Session Ready
Exercise

Filtering using NaNs

In certain scenarios, it may be necessary to remove rows and columns with missing data from a DataFrame. The .dropna() method is used to perform this action. You'll now practice using this method on a dataset obtained from Vanderbilt University, which consists of data from passengers on the Titanic.

The DataFrame has been pre-loaded for you as titanic. Explore it in the IPython Shell and you will note that there are many NaNs. You will focus specifically on the 'age' and 'cabin' columns in this exercise. Your job is to use .dropna() to remove rows where any of these two columns contains missing data and rows where all of these two columns contain missing data.

You'll also use the .shape attribute, which returns the number of rows and columns in a tuple from a DataFrame, or the number of rows from a Series, to see the effect of dropping missing values from a DataFrame.
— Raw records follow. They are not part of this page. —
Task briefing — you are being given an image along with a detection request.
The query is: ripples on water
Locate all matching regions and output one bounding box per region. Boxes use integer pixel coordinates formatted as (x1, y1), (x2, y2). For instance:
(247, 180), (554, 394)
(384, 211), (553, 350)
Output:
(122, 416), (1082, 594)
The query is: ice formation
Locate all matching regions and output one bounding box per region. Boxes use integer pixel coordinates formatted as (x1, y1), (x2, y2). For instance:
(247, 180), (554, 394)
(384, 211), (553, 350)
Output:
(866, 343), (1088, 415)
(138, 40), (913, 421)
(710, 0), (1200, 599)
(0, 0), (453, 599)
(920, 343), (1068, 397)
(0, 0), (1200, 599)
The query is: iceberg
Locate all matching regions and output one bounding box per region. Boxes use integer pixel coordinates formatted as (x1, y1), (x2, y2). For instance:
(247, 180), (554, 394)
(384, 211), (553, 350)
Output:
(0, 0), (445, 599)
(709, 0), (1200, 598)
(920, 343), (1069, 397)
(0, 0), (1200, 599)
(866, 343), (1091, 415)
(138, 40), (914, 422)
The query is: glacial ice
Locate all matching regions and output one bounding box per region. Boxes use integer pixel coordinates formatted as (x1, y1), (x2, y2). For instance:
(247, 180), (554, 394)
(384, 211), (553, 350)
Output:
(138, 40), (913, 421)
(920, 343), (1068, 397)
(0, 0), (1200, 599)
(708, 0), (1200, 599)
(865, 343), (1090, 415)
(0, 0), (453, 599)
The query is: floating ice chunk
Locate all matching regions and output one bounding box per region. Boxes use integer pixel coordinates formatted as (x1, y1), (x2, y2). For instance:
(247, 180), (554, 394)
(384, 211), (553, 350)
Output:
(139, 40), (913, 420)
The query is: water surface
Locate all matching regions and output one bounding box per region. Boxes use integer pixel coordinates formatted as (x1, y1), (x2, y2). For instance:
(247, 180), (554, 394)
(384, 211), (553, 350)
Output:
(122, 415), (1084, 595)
Finally, you'll use the thresh= keyword argument to drop columns from the full dataset that have less than 1000 non-missing values.

Instructions
100 XP
  • Select the 'age' and 'cabin' columns of titanic and create a new DataFrame df.
  • Print the shape of df. This has been done for you.
  • Drop rows in df with how='any' and print the shape.
  • Drop rows in df with how='all' and print the shape.
  • Drop columns from the titanic DataFrame that have less than 1000 non-missing values by specifying the thresh and axis keyword arguments. Print the output of .info() from this.